“Sevdiklerinize gül verin, Gülünüz yoksa gülüverin.”

Hz. Mevlâna

 Somurtkan, güler yüzlü, asabi, kadirşinas, herkesin farklı bir kişiliği var. Herkes keşke, hoş görülü, güler yüzlü ve iç ferahlatan tabiatta olabilse. Ama Yaradan’ın bir bildiği varmış ki, her birimizi farklı karakterde yaratmış. Ancak, çevresindeki insanları diken üstünde oturtan, yüzünden düşen bin parça olan kişiler, baş tacı yapmak geliyor mu içinizden? En çok merak ettiğim de, onlar bu durumdan memnun mu? “Ben böyleyim, yapım bu değişemem, herkes bana göre hizalansın, ben huysuzum” diyeni duydum. Saygıdeğer bir aile büyüğümüz “huysuzluk övünülecek bir marifet değil” demişti böyle birinin yanında, hiç unutmam.

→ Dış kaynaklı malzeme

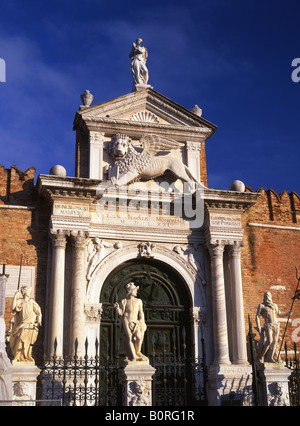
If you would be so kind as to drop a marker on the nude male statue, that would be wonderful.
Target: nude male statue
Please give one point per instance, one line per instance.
(132, 323)
(269, 333)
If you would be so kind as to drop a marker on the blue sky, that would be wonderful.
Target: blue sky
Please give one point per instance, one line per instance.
(231, 57)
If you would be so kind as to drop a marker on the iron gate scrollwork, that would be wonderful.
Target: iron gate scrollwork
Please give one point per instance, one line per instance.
(179, 380)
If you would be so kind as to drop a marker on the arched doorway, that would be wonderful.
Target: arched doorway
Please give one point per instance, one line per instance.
(166, 302)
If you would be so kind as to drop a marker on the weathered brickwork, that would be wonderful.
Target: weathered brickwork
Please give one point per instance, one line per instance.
(271, 253)
(23, 228)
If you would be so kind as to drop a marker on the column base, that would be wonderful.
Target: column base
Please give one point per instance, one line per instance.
(230, 385)
(137, 379)
(273, 384)
(24, 384)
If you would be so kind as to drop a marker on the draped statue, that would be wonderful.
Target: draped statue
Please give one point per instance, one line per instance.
(24, 326)
(139, 55)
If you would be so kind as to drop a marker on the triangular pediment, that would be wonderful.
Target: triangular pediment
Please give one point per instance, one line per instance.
(145, 106)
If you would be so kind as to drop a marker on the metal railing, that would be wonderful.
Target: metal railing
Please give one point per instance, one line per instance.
(179, 380)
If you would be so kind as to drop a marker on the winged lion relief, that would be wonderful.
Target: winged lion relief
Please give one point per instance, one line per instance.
(131, 165)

Çok severim şu cümleyi “gülmekten gözümden yaş geldi”. Uzmanlar sabah kalktığınızda “aynaya bakın ve zoraki de olsa kendinize gülümseyin, göreceksiniz ki, gününüz daha güzel geçer” diyor. Güneşin gözümüze girmesini önlemek için, güneşli havalarda kaşlarımızı çatarız ya, bu hal bizi kolayca asabi olmaya itermiş. Zihnimiz kolayca kanabilen bir yapıda olduğu için de “kaşlarım çatık, o zaman ben sinirliyim” diye algılarmış. Yalancıktan bile güldüğümüzde her şeyin yolunda olduğunu düşünüp, endorfin hormonu yani mutluluk hormonu  salgılıyormuş.

Türkiye'nin ve Dünyanın pek çok yerinde masal performansları sergileyen ve seminerler veren yazar Judith Malika Liberman’ın 2017 yılında yayınlanan "Masallarla Yola Çık" kitabında gülmek ve kahkaha atmakla ilgili yazdıklarını  paylaşmak istiyorum.

Gülmek zihni özgürleştirir ve ruhun uçmasına izin verir. Kahkaha ruhumuzdaki zincirlerin kırılarak açılmasının sesidir. Dolu dolu kahkaha atan birinin ağzından beyaz bir güvercinin uçarak çıktığını hayal etmeyi severim. O an, bastırılmış bir duygu özgürleşmiş, bir kural çiğnenmiş, endişe yok olmuştur.

Gülmek bizim içimizi öfkeden, suçluluktan, üzüntüden ve endişeden temizleyen bir esintidir. Aynı zamanda gülmek zihnini bedenine, seni de çevrendeki  insanlara bağlayan bir ip gibidir. Sadece bedenin açık ve rahatsa iyi bir kahkaha atabilirsin. Kahkaha bulaşıcıdır da, sen gülersen bütün dünya seninle birlikte güler.

Çocukluğumuzda ne çok gülerdik. Sonra bize orada burada kahkaha atmanın uygun olmadığı söylendi. Toplantılarda kahkaha atmamalıydık ya da metroda kahkahamız çok sesli olmamalıydı. Tabi biz de kahkahamızı içimizde tutarak bastırdık.

 Bana göre kolayca kahkaha atmam; kendi dünyamla, bedenimle ve evrende bağlantıda olarak kendi dağımın tepesinde durduğumun işaretidir. Kahkaha ilhamın önemli bir unsurudur. Zira zihninin kendini içine kilitlediği dar kutunun duvarlarını yıkar ve potansiyeller ufkunu geliştirir.